The House of Representatives, where Republicans threw a monkey wrench into efforts that were close to hatching a deal to reopen the government and extend the debt ceiling into next year, will vote Tuesday night on GOP proposal that has brought strong criticism to Speaker John Boehner and the conservative cult he allows to control his actions.
But the outcome of the vote is not only uncertain, the chances of a vote even taking place received a sharp setback late Tuesday afternoon when the House Rules postponed its hearing on the bill — a necessary first step towards any action on the proposal.

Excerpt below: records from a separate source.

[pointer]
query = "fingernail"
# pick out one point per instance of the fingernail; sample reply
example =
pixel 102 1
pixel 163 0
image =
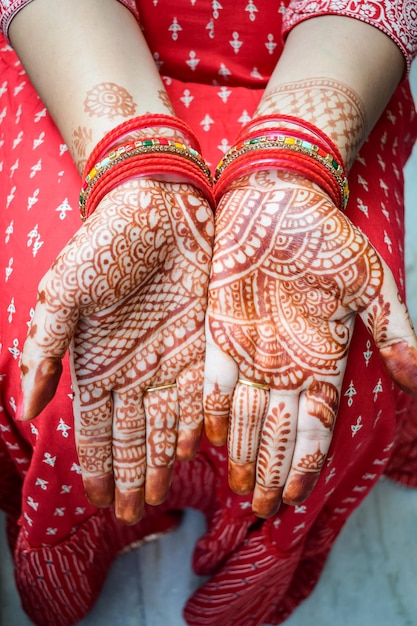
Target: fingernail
pixel 241 477
pixel 45 382
pixel 129 506
pixel 299 487
pixel 158 480
pixel 400 360
pixel 266 500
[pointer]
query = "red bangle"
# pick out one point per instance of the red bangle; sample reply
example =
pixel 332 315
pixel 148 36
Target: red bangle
pixel 146 164
pixel 134 124
pixel 276 149
pixel 277 121
pixel 279 160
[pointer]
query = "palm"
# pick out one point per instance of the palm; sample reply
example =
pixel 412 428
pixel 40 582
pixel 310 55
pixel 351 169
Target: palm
pixel 289 274
pixel 128 294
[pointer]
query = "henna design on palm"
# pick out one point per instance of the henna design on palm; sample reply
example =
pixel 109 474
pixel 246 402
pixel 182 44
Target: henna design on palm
pixel 128 294
pixel 289 274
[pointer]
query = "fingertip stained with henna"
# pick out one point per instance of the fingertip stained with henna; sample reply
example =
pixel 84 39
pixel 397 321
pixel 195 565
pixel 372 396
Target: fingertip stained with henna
pixel 299 487
pixel 400 360
pixel 47 375
pixel 129 506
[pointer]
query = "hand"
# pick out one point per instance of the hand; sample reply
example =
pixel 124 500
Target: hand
pixel 128 295
pixel 289 274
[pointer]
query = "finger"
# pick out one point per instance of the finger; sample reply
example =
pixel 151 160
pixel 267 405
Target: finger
pixel 250 404
pixel 190 400
pixel 275 453
pixel 220 376
pixel 316 418
pixel 129 456
pixel 47 341
pixel 162 416
pixel 93 436
pixel 388 320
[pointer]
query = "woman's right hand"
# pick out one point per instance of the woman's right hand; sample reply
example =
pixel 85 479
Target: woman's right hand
pixel 128 296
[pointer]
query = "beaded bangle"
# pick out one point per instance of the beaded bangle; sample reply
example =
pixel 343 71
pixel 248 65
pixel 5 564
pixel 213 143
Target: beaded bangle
pixel 274 142
pixel 275 123
pixel 148 157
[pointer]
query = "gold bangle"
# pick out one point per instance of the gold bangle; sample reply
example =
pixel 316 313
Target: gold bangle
pixel 249 383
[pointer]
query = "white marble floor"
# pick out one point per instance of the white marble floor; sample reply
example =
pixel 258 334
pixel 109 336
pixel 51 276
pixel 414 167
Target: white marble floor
pixel 370 578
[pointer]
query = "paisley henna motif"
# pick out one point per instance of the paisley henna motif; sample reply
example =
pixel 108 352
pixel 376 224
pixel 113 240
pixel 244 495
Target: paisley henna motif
pixel 289 272
pixel 128 294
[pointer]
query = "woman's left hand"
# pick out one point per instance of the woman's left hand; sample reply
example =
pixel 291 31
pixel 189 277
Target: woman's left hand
pixel 289 274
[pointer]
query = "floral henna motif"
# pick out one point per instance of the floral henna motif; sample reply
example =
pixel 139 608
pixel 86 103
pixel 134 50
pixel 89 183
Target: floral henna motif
pixel 304 477
pixel 248 412
pixel 216 413
pixel 109 100
pixel 289 272
pixel 161 409
pixel 130 290
pixel 272 456
pixel 190 394
pixel 312 100
pixel 276 299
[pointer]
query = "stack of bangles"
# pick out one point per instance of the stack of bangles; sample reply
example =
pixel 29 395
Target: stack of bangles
pixel 308 152
pixel 113 162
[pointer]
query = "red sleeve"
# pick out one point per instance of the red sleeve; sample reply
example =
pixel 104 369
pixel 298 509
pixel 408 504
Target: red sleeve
pixel 9 8
pixel 396 18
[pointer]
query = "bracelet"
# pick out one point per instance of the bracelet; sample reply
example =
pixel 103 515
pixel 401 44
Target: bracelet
pixel 273 143
pixel 144 158
pixel 278 119
pixel 135 124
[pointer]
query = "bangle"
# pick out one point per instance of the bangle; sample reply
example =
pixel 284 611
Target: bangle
pixel 280 151
pixel 276 123
pixel 148 157
pixel 135 124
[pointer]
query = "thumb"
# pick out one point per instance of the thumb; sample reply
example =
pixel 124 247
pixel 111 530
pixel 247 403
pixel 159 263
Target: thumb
pixel 48 339
pixel 388 320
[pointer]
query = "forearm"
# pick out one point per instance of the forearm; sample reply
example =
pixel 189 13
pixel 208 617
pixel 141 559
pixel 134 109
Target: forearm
pixel 90 65
pixel 337 73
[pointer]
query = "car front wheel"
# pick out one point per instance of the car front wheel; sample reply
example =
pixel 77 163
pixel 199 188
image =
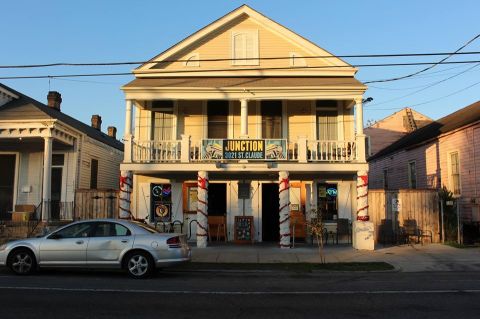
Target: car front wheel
pixel 22 262
pixel 139 265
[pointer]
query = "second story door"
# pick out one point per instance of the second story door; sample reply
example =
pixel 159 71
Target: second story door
pixel 271 119
pixel 217 113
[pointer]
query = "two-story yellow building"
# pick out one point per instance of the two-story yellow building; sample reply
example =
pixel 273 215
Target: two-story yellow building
pixel 245 118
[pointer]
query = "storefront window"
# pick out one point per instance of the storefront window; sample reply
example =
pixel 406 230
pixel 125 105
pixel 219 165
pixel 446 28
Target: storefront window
pixel 327 200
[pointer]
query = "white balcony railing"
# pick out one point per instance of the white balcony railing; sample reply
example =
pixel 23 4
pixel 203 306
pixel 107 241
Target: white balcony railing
pixel 301 151
pixel 331 151
pixel 156 151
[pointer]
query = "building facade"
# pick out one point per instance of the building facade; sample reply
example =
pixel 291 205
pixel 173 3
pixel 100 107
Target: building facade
pixel 244 118
pixel 442 153
pixel 46 155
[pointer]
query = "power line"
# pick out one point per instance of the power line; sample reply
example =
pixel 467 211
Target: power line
pixel 231 60
pixel 428 68
pixel 234 70
pixel 427 87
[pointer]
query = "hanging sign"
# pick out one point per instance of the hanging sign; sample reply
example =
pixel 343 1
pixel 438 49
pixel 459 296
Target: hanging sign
pixel 227 149
pixel 161 202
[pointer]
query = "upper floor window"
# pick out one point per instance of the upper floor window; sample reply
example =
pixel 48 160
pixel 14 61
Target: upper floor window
pixel 93 173
pixel 327 120
pixel 385 178
pixel 412 174
pixel 245 47
pixel 162 120
pixel 271 119
pixel 454 173
pixel 217 116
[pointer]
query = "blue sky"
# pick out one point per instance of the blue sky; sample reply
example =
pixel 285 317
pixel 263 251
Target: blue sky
pixel 110 31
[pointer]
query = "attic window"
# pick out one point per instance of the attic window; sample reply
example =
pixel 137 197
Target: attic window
pixel 245 47
pixel 192 60
pixel 297 59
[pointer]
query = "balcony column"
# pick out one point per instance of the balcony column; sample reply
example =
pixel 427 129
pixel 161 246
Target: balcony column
pixel 284 211
pixel 360 137
pixel 128 132
pixel 244 118
pixel 185 149
pixel 47 178
pixel 202 209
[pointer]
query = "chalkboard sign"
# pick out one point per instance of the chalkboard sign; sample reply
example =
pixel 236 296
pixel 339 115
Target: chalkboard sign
pixel 243 229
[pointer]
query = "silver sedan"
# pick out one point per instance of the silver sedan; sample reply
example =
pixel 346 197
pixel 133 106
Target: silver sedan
pixel 101 243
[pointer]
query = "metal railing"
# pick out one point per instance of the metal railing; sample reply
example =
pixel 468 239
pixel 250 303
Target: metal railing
pixel 169 151
pixel 157 151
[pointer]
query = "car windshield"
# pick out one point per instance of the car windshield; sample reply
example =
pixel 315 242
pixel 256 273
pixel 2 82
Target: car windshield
pixel 147 227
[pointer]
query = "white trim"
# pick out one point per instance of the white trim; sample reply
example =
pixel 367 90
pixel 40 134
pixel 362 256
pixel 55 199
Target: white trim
pixel 258 18
pixel 16 176
pixel 253 35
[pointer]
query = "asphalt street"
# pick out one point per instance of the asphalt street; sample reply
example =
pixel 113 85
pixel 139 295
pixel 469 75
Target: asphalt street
pixel 240 294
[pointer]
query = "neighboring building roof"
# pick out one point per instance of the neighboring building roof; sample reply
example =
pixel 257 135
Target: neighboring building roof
pixel 387 131
pixel 458 119
pixel 27 108
pixel 245 82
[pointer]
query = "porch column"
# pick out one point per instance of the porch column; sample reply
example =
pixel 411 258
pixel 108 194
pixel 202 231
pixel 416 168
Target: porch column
pixel 363 229
pixel 360 137
pixel 284 211
pixel 244 118
pixel 47 178
pixel 128 131
pixel 202 209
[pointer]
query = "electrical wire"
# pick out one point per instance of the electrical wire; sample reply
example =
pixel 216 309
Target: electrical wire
pixel 234 70
pixel 428 68
pixel 243 59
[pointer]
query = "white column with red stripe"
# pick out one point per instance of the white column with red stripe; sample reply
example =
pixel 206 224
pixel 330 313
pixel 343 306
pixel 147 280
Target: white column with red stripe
pixel 125 195
pixel 202 209
pixel 362 196
pixel 284 211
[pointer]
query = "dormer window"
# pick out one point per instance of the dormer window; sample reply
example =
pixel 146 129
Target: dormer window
pixel 192 60
pixel 245 47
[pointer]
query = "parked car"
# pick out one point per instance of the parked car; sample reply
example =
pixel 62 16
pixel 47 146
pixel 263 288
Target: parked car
pixel 102 243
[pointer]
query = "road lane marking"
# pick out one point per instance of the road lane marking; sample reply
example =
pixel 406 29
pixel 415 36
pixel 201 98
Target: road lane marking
pixel 201 292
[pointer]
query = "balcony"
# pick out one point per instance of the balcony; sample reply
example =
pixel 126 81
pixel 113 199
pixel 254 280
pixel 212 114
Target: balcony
pixel 235 150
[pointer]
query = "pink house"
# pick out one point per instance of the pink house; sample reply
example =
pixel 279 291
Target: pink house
pixel 445 152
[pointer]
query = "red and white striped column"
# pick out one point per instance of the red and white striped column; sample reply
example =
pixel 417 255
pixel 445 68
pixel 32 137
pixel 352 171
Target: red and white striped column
pixel 362 196
pixel 202 209
pixel 284 211
pixel 125 195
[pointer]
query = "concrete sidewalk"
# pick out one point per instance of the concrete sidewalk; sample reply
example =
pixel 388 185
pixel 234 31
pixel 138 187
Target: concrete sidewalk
pixel 407 258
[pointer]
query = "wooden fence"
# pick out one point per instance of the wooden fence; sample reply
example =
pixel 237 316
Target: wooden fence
pixel 392 207
pixel 96 203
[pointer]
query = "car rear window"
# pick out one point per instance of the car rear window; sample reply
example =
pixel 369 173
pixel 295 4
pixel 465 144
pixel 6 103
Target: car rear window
pixel 147 228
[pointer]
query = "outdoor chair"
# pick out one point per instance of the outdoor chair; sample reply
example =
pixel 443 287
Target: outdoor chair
pixel 344 229
pixel 412 231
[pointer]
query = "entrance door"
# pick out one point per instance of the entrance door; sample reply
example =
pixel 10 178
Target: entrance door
pixel 7 182
pixel 217 199
pixel 56 194
pixel 270 215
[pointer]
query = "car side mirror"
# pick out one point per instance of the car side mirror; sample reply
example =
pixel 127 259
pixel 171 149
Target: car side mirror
pixel 55 236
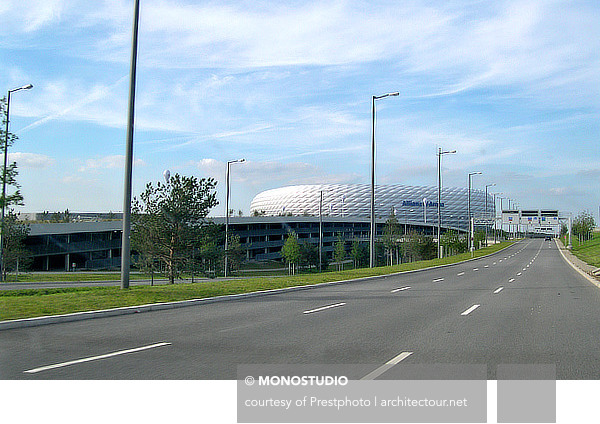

The House GOP plan would keep the government operating until Dec. 15 — two months from now — and extend the borrowing authority of the United States Treasury until Feb. 7.
The proposal also eliminates federal health care benefits for all members of Congress, the president, vice president and thousands of Congressional employees.
A proposal to delay funding of a tax on medical equipment for two years was stripped from the plan after widespread criticism from the Senate and White House.
Sources close to Boehner say he is still not sure if there are enough votes to pass the bill.
Senate negotiations on a bipartisan agreement to keep the government open into January of next year and extend federal borrowing authority was halted after the GOP proposal was announced earlier Tuesday.
The negotiations are expended to continue after the House vote.
“Nobody’s really happy with this legislation,” an aide close to Boehner told Captiol Hill Blue late Tuesday afternoon, “but the Speaker felt something, anything, needed to be done to get things moving on the issue.”
Senate Democrats and the White House have kept mum on the current version of the House bill and it is unclear if such a bill would pass in the Senate if it makes it out of the House.
As progress towards an agreement continued to languish Tuesday, the Fitch credit rating agency warned the U.S. government that is “reviewing” the current AAA credit rating and has placed America on “negative watch” — the first step in downgrading the rating.
“Political brinksmanship and reduced financing flexibility cold increase the risk of a U.S. default,” Fitch said in its statement announcing the “negative watch.”
Continued uncertainty on whether or not the government can meet its obligations will almost certainly lead to a downgrade in the rating.